(CMR) In an effort to combat the surge in dengue cases across the Caribbean, two private companies have announced a partnership to release mosquitoes bred with a bacterium that blocks the dengue virus.
This controversial method, which was previously used in the Cayman Islands, is expected to start in several countries once approval is granted.
Orbit Services Partners Inc., a company registered in Barbados, and Verily, a San Francisco-based health technology company, made the announcement on Friday.
Orbit chairman Anthony Da Silva said the companies have been meeting with government officials in the region in hopes of launching the project early next year. It would target nations including Barbados, Guyana, Jamaica, St. Kitts & Nevis, St. Maarten, St. Martin, Suriname, Dominican Republic and Haiti.
Genetically modified mosquitoes have been successfully used in the Cayman Islands, Panama, parts of Brazil and India to control Ae. aegypti mosquitoes. According to the Centers for Disease Control and Prevention, since 2019, over 1 billion mosquitoes have been released.

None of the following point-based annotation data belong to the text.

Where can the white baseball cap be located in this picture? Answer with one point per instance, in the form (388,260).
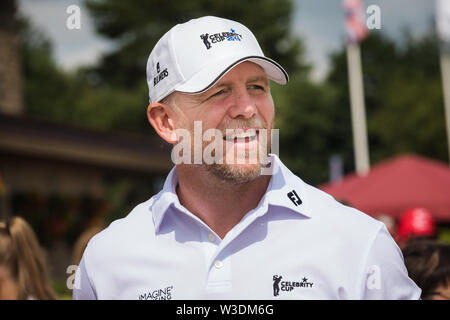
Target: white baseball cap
(191,57)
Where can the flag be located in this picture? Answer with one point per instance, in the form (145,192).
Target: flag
(443,19)
(355,20)
(2,186)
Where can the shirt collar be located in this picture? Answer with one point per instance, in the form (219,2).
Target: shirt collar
(284,190)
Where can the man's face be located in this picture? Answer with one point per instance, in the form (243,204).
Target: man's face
(239,106)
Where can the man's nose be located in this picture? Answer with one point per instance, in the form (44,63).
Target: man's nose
(243,106)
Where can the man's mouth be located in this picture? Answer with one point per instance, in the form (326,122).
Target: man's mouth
(241,135)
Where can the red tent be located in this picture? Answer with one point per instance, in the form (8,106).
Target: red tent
(393,186)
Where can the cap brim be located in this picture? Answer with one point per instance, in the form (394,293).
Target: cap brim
(207,77)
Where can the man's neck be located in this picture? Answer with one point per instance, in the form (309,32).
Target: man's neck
(218,203)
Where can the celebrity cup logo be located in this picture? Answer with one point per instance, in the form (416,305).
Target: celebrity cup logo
(231,35)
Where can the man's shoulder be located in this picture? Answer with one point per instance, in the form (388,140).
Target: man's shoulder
(124,232)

In 2010, scientists released genetically modified mosquitoes in an experiment to fight dengue fever in the Cayman Islands, the first time genetically altered mosquitoes were set loose in the wild after years of laboratory experiments and hypothetical calculations.
In 2019, the Cayman Islands Government cut ties with Oxitec, the company that released GM mosquitoes to fight the zika virus here.